W.W. and the Dixie Dancekings (1975)


          One of the more offbeat titles in Burt Reynolds’ long litany of Southern-fried ’70s action/comedies, this charming-ish romp stars Reynolds as W.W. Bright, an amiable outlaw stealing and swindling his way through the Deep South in the 1950s. Through convoluted circumstances, he ends up enlisting a struggling country band called the Dixie Dancekings as accomplices in a series of nonviolent stick-ups. The musicians participate willingly because W.W. turns out to be a swell manager, using his gift of gab to trick promoters into giving the band better gigs and fatter paychecks.
          Among those pursuing the outlaws is a gun-toting religious nut named Deacon (Art Carney), whose presence lends an odd flavor to the movie’s requisite car chases. Carney goes way over the top with his performance, which seems like it belongs in a different movie than the one featuring easygoing Reynolds and his rhinestone-festooned buddies, and the film suffers because leading lady Conny Von Dyke lacks charisma.
          As directed by no-nonsense craftsman John G. Avildsen, the movie zips along at a strong pace, somewhat to its detriment; the picture is so thin on character development that audiences are expected to accept outlandish contrivances at face value. So, for instance, it’s a given that lead singer Dixie (Van Dyke) will fall for rascally W.W. simply because that’s what happens in movies, and it’s a given that Deacon is perpetually unable to capture W.W. simply because, well, that’s what happens in movies. The weak characterization makes everything that happens in the movie feel inconsequential, so even though several scenes are entertaining and the movie in general is quite watchable, nothing sticks in the memory very long after the last credit rolls.

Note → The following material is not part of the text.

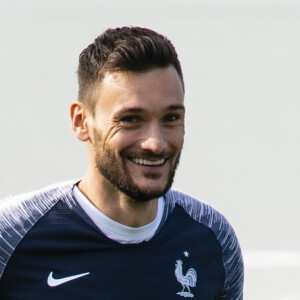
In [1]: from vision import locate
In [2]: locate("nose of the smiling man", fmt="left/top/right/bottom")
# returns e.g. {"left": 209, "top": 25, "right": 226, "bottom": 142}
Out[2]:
{"left": 141, "top": 124, "right": 167, "bottom": 154}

          Still, for Reynolds fans, the picture offers plenty of cinematic comfort food, from the leading man’s wisecrackery to the presence of frequent Reynolds costars Ned Beatty, Jerry Reed, and Mel Tillis. Reed in particular stands out as the hot-tempered leader of the Dancekings, because his fights with W.W. for control over the band-cum-gang have more energy than other scenes; as the actors later demonstrated in projects like the blockbuster Smokey and the Bandit series, Reed and Reynolds have a smooth rhythm together.